O raptor não seria facilmente reconhecido, porque as barbas lhe transformavam de todo a fisionomia.

"No entanto, dizia ele na carta, domingo, às oito da noite, hora em que teu pai costuma conversar na botica do Vidal; quando os vizinhos e caixeiros ainda estão no passeio, e tua avó aos cuidados da Mônica, que é nossa, nessa ocasião, um sujeito barbado, vestido de preto, assoviará junto à tua porta uma música tua conhecida. Esse sujeito sou eu. Ao meu sinal descerás cautelosamente e sem risco algum. O resto fica por minha conta, a casa que nos há de receber e o padre que nos casará, estarão nesse momento à nossa disposição. Ânimo! e até domingo às oito horas da noite."

"P.S. — Toda a cautela é pouca!..."

Ana Rosa durante os poucos dias que faltavam para a fuga, não fazia mais do que sonhar-se na futura felicidade; estava sobressaltada e ao mesmo tempo radiante de satisfação; mal se alimentava, mal dormia, cheia de uma impaciência frenética, que lhe dava vertigens de febre. No egoísmo da sua alegria materna suportava de mau humor as poucas amigas que a procuravam ou os velhos companheiros de Manuel, que às vezes apareciam para jantar. Mas ninguém parecia, nem por sombras, desconfiar dos seus planos; ao contrário, em casa falava-se, à boca cheia, na obediência daquela boa filha tão resignada à vontade do pai, e cochichava-se devotamente sobre o salutar efeito da confissão. Maria Bárbara resplandecia de triunfo e, como os outros da família, redobrava de solicitudes para com a neta; Ana Rosa era tratada como uma criança convalescente de moléstia mortal, cercavam-na de pequenas delicadezas e mimos amorosos, evitavam-lhe contrariedades, perdoavam-lhe os caprichos e as rabugices.
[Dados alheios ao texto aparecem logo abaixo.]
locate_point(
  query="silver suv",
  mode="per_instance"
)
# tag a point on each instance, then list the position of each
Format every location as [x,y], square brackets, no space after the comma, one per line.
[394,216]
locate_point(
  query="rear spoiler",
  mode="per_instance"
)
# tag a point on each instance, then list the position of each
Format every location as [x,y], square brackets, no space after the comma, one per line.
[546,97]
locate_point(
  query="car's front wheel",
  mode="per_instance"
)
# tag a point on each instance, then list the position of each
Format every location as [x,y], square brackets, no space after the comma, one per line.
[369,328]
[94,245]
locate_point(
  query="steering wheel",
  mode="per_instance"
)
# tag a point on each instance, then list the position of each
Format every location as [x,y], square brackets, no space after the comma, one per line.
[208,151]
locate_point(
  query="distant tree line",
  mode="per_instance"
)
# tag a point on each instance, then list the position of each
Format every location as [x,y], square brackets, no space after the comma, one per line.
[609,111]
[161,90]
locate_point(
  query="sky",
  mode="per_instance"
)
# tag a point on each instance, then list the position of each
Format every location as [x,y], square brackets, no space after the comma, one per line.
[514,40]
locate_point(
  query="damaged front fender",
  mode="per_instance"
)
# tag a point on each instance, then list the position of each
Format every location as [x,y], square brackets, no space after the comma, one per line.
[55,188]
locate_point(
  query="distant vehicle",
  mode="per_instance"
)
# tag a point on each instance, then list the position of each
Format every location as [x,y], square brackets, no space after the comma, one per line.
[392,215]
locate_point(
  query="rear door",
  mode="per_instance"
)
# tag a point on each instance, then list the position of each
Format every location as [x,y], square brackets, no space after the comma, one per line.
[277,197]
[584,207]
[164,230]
O cônego, malgrado o que sabia, nunca se lhe mostrara tão paternal e tão meigo. E o Dias, o inalterável Dias, ia surdamente ganhando certo predomínio sobre os seus colegas, que principiavam já a respeitá-

lo como patrão, porque viam iminente o seu casamento com Ana Rosa.

— Está de dentro! Está ali, está entrando pra sociedade!... rosnavam os caixeiros do Pescada, depois de comentar os novos ares com que a menina tratava Luís.

Ela com efeito, agora o acolhia com menos repugnância; uma vez chegou mesmo a sorrir para ele. Este sorriso, porém, tão mal-entendido por todos, nada mais era do que o contentamento de quem observa o precipício por onde passou e do qual se considera livre.

O fato, porém, é que Manuel andava satisfeito de sua vida. Ouviam-no cantarolar ao serviço; viam-no à porta dos vizinhos, sem chapéu, às vezes em mangas de camisa, a chacotear ruidosamente, afogado em riso; e à noite, em casa, quando chegava o cônego, agora ferrava-lhe sempre um abraço.

— Você é um homem dos diabos, seu compadre! Você é quem as sabe todas!...

— Davus sum non Aedipus!...

A panelinha discutia em particular o grande acontecimento. "Quem seriam os padrinhos?...

Quais seriam os convidados?... Como seria o enxoval?... Como seria o banquete?..." E, em breve, por toda província falou-se no próximo casamento da filha do Pescada. Comentaram-no, profetizando boas e más conseqüências; riram-se muito de Raimundo; elogiaram, em geral, o procedimento de Ana Rosa: "Sim senhor! pensou como moça de juízo!..." Todos os amigos da casa começaram a preparar-se para a festa, antes mesmo do convite. O Rosinha Santos andava pouco depois preocupado com o improviso de uma poesia, com que contava reabilitar-se do seu fiasco no dia de São João; o Freitas desfazia-se em discursos, aprovando o fato, mas lastimando Raimundo, cujos artigos e cujos versos ele apreciava convictamente; o Casusa verberava contra os portugueses, furioso porque uma brasileira tão bonita e tão mimosa fosse cair nas mãos de um puça fedorento; Amância e Etelvina perdiam horas a boquejar sobre o caso, insistindo a viúva em que, só vendo, acreditaria em semelhante casamento.